With every upgrade, Mathematica has added new functionalities and amendend some of its bugs. In the process, though, some older functionality has inevitably been disrupted or made obsolete. This is to be expected of course, and more often than not these modifications and additions are only limited to a change in names, or very limited changes in behaviour (with some completely transparent to users).

Some changes, though, have a deeper influence on the way we code and use the front-end with Mathematica. Two major game changers (IMBO) have been the introduction of the two-dimensional notation in all versions of Mathematica 3 (Traditional Form notation), and the graphics revolution in Mathematica 6 (graphics are no longer side effects, but real objects). Other important changes that come to mind are the introduction of the packed-array facility in Mathematica 4, the continuing evolution of numerical evaluation through all versions, and the availability of curated data from the Web. The incorporation of most external packages in the core is another game changer, since it contributed to hiding the code and made it harder for users to understand what is going on under the hood. Also, the introduction of Manipulate and of the CDF format have changed the way people use Mathematica to convey ideas.

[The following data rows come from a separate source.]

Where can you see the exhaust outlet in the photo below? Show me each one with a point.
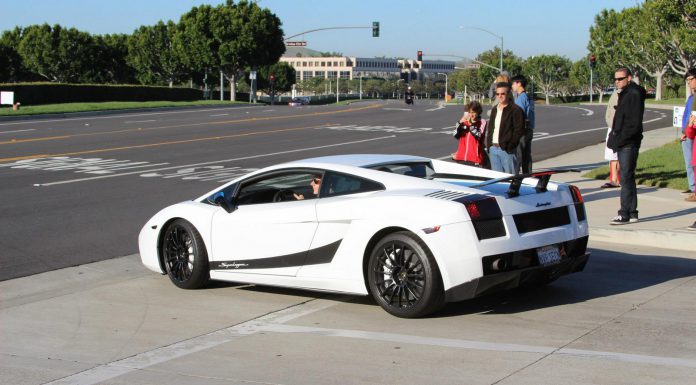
(500, 264)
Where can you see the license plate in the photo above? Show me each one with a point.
(548, 255)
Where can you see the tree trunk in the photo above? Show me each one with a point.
(233, 87)
(658, 86)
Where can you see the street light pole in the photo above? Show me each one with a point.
(498, 36)
(446, 83)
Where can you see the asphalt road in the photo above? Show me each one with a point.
(77, 190)
(627, 319)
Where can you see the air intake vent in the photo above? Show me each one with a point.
(540, 220)
(447, 195)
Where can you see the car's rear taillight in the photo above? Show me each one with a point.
(578, 203)
(485, 215)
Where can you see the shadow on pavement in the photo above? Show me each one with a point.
(607, 274)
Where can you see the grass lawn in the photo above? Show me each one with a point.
(101, 106)
(659, 167)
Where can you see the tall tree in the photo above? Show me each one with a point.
(56, 53)
(249, 36)
(283, 73)
(674, 22)
(113, 54)
(151, 53)
(229, 38)
(195, 43)
(11, 66)
(548, 72)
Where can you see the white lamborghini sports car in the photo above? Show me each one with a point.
(413, 232)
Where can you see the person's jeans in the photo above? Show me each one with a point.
(524, 152)
(501, 160)
(628, 157)
(686, 150)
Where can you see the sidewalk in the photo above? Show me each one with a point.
(664, 214)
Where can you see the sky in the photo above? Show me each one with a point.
(527, 28)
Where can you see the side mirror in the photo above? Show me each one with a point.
(222, 202)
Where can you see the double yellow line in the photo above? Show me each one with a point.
(217, 137)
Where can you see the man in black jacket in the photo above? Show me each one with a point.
(506, 127)
(625, 139)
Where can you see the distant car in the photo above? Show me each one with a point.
(295, 102)
(413, 232)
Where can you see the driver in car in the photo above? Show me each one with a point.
(316, 185)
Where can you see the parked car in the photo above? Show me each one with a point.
(295, 102)
(412, 232)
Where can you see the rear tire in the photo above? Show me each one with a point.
(403, 277)
(184, 255)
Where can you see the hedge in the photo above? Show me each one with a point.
(54, 93)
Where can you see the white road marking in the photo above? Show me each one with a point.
(439, 107)
(10, 132)
(98, 117)
(213, 162)
(588, 112)
(547, 136)
(139, 121)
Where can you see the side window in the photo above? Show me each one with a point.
(418, 170)
(225, 193)
(280, 187)
(336, 184)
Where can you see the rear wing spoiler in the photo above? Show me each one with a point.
(515, 180)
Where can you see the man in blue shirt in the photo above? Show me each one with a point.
(686, 142)
(524, 150)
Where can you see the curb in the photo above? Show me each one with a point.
(82, 114)
(664, 239)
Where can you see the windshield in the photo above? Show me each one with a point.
(418, 169)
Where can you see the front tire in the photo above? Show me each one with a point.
(403, 277)
(184, 255)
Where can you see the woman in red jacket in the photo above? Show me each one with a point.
(471, 132)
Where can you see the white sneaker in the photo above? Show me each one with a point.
(619, 220)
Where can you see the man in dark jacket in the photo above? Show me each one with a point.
(506, 127)
(625, 139)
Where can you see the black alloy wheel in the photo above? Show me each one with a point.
(403, 277)
(185, 257)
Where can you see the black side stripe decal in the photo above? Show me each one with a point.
(323, 254)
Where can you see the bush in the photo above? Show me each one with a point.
(54, 93)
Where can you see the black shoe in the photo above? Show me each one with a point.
(619, 220)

I am well aware that there are sections of the documentation dedicated to all these changes, namely the "What's new in Mathematica X.x" parts, that can be found here http://www.wolfram.com/mathematica/quick-revision-history.html and more specifically (for integer values of version numbers) here:





?? version 4 what's new ??


older versions seems to lack a dedicated part of the documentation

The purpose of this 'question' is to create a selected listing of the most disrupting and/or influential changes introduced with every new version. The utility of such a listing is multifold:

  1. Understanding older code (need to adapt some old program? reading an old book on Mathematica?)
  2. Getting rid of older coding habits (What, you're still using $DisplayFunction?)
  3. Getting to know new, more efficient ways, to do stuff (Maybe Total is better than Plus@@ with Packed Arrays?)
  4. Having a list ordered by perceived importance of the most relevant changes (Yeah, let's see the really important changes of paradigm that I have overlooked...)

The template for the answers, in my opinion, should carry a title like this

From X.x to Y.y : name of the feature of behaviour

for example (these are just examples of the titles of three separate answers)

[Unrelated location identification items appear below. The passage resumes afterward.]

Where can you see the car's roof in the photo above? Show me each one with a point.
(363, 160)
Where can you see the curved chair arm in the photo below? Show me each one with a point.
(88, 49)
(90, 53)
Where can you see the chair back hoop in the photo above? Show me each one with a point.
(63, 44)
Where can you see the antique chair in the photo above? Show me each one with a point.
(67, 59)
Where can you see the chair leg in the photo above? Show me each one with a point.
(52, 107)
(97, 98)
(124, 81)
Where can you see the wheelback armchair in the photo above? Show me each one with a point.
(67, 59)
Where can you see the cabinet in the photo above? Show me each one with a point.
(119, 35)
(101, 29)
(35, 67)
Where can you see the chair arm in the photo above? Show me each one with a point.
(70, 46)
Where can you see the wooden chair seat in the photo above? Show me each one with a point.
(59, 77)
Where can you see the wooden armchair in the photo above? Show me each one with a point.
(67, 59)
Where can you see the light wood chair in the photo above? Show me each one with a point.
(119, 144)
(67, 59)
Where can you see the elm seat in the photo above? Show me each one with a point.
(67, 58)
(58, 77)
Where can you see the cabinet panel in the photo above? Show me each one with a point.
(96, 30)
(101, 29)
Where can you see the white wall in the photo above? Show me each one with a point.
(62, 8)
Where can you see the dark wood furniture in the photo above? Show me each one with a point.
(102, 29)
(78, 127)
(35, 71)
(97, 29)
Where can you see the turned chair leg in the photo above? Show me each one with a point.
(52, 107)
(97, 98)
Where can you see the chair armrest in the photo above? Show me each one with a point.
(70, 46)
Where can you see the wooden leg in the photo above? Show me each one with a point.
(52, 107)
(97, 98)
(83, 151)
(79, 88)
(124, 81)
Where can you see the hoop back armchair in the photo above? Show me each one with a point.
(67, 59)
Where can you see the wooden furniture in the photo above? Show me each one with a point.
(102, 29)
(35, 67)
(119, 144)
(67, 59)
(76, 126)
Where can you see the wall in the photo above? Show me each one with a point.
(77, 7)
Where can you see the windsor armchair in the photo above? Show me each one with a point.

    From 2.2 to 3.0 : Frontend with two dimensional notation
    From 3 to 4 : Packed Arrays
    From 5.1 to 5.2 : 64-bit-enhanced arbitrary-precision numerics

And then elaborate what is that has changed, why is that important and how it has changed the way you coded or used Mathematica. ONE answer, ONE feature.

My idea is to have answers to this post pop up naturally by voting, and then from time to time update this very post with a list by importance for each version change. As many other threads of this kind, this is a Collaborative Wiki post.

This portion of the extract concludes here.